Jake gapes at the door. “That’s not what I pay you for!” he yells, belatedly remembering to keep it professional.

The woman Gina leads into his office is _hot_. And terrifying. Lots of leather. Her jaw is set, and Jake’s pretty sure his back can’t physically go as straight as she’s holding herself.

She doesn’t do the usual gawp around the deceptively enormous office, but strides forward with her hand outstretched. “Rosa Diaz.”

“Rosa Diaz! Hi. Hi, there. Jake Peralta, P.I., of Peralta, P.I.” Jake does a weird little shrug-laugh that on consideration, never needs to happen again. He grabs Rosa’s hand and shakes it vigorously.

Gina steps forward. “And Gina Linetti, assistant P.I.”

“Assistant _to_ the P.I.,” corrects Jake. “How are you, Rosa?”

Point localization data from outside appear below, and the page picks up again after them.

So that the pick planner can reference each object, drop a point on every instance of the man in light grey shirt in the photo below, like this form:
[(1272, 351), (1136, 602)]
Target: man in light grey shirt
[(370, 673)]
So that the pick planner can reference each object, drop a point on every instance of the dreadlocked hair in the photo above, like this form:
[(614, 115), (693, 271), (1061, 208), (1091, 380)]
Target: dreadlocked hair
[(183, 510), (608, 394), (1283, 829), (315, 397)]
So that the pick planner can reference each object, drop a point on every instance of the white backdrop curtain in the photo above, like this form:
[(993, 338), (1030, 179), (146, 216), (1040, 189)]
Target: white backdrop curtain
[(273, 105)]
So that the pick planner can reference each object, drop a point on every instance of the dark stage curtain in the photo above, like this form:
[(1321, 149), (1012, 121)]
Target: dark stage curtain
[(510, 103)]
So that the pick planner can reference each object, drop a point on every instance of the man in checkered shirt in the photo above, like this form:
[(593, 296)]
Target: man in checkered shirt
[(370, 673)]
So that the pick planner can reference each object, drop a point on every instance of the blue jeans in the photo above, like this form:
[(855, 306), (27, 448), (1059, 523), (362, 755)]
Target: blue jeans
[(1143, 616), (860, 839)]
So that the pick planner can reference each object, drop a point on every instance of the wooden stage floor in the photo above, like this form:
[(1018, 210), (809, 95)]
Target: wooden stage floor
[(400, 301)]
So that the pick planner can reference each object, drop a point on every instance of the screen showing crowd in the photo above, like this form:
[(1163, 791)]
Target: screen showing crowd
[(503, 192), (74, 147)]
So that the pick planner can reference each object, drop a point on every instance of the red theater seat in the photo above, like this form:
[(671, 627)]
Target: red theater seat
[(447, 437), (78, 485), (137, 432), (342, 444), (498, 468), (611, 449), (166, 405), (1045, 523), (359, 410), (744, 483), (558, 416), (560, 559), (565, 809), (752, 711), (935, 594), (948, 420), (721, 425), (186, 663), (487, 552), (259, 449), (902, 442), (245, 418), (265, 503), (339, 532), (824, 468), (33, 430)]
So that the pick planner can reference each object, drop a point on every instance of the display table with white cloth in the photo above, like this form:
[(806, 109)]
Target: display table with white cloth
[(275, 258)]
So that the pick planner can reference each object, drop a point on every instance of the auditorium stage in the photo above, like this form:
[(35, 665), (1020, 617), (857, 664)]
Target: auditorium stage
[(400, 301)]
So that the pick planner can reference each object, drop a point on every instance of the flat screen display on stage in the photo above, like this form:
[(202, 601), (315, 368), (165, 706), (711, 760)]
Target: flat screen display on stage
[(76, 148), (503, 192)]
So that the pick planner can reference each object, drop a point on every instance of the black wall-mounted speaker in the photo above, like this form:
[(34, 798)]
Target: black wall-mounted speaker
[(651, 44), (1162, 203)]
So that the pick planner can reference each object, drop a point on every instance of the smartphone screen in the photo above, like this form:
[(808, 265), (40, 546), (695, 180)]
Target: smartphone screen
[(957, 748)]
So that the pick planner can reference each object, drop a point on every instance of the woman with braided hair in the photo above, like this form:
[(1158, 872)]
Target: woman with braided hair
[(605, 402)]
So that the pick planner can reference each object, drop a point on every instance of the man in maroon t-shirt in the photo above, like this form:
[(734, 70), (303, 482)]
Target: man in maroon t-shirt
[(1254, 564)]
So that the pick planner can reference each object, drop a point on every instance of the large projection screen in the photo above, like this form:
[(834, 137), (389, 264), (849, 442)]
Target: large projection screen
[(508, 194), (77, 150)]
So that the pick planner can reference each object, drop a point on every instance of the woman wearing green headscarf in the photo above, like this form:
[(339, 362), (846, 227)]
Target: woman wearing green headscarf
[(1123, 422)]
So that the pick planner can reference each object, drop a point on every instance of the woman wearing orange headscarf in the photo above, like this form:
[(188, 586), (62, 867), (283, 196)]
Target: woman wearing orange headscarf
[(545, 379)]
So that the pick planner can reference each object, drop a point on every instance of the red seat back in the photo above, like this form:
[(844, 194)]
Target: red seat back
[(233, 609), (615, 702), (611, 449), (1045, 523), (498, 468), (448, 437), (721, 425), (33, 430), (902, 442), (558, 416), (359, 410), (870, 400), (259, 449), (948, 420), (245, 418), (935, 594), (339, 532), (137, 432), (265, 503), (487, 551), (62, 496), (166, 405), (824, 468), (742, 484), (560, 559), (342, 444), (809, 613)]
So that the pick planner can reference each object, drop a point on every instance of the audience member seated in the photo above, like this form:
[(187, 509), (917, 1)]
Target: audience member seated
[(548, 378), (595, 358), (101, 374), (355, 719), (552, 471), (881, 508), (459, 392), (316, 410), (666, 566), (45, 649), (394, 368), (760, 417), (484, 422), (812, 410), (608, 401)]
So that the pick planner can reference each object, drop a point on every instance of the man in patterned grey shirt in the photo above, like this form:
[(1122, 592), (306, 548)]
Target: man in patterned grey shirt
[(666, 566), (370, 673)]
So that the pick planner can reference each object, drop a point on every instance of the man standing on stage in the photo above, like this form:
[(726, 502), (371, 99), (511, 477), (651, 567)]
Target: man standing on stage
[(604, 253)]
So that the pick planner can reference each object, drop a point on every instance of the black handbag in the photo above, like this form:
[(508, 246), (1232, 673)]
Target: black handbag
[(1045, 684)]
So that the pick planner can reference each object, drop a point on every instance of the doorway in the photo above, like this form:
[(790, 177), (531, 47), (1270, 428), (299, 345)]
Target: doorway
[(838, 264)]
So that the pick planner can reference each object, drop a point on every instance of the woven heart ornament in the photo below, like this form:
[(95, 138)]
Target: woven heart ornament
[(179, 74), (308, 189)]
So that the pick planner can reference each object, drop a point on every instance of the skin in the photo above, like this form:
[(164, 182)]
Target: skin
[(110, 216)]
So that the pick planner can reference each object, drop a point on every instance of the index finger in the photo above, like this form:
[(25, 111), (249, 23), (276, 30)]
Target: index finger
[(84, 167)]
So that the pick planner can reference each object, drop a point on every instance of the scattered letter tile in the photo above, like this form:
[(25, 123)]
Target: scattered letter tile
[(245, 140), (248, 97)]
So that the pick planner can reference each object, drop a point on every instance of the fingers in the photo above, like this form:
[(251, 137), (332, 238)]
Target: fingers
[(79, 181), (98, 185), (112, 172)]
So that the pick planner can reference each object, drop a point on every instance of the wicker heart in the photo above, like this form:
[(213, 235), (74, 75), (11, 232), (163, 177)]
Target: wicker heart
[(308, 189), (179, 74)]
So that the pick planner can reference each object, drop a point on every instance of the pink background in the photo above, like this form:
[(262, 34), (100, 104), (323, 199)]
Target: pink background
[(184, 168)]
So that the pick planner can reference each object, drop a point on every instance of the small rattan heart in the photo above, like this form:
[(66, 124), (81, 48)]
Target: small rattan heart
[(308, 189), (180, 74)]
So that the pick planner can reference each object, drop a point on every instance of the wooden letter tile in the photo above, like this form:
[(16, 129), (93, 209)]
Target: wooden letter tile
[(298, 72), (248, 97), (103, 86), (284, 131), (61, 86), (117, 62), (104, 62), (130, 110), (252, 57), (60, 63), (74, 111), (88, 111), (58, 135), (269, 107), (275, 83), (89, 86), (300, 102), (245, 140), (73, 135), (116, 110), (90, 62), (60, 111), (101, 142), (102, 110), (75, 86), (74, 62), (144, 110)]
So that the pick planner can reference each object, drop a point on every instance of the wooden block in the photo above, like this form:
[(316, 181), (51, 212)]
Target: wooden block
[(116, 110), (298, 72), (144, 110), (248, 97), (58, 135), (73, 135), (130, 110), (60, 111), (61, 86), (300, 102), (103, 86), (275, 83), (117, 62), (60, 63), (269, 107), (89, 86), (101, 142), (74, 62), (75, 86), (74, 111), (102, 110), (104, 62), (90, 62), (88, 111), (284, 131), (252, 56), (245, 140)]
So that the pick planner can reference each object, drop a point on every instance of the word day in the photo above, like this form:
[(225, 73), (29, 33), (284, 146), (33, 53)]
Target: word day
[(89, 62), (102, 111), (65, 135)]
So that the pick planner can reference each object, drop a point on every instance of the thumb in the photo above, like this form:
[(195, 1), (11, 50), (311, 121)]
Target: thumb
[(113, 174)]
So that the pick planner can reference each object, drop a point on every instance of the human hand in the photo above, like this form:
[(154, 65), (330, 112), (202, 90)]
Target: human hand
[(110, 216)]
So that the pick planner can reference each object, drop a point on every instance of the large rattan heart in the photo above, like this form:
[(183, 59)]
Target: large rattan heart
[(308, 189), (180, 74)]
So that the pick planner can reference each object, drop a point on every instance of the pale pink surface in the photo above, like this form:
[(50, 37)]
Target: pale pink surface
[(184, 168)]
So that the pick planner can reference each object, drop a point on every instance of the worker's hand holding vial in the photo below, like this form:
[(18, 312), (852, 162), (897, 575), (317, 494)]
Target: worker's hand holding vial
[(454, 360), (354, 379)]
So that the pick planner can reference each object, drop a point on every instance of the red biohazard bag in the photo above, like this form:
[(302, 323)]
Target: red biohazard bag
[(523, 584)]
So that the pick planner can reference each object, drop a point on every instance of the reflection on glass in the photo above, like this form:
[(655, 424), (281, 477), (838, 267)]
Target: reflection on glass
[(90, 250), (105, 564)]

“Diaz,” says hot Rosa Diaz shortly. She eyes the office, the complete absence of furniture and the piles of case files and spare cell phones lining the walls, the enormous windows overlooking the trolley, and the lifesize poster of Jake’s silhouette on a street corner, _yippee-ki-yay, motherfucker_ superimposed along the top, adorning the wall behind her desk-to-be.

“You like Die Hard?” she asks, apparently rhetorically, because who doesn’t like _Die Hard_?

“He’s a big fan,” says Gina. “You like movies? What a coincidence, I was just going to ask you to one.”

Jake glares at her until she slides off the desk that Diaz is hopefully going to give him $800 a month to rent.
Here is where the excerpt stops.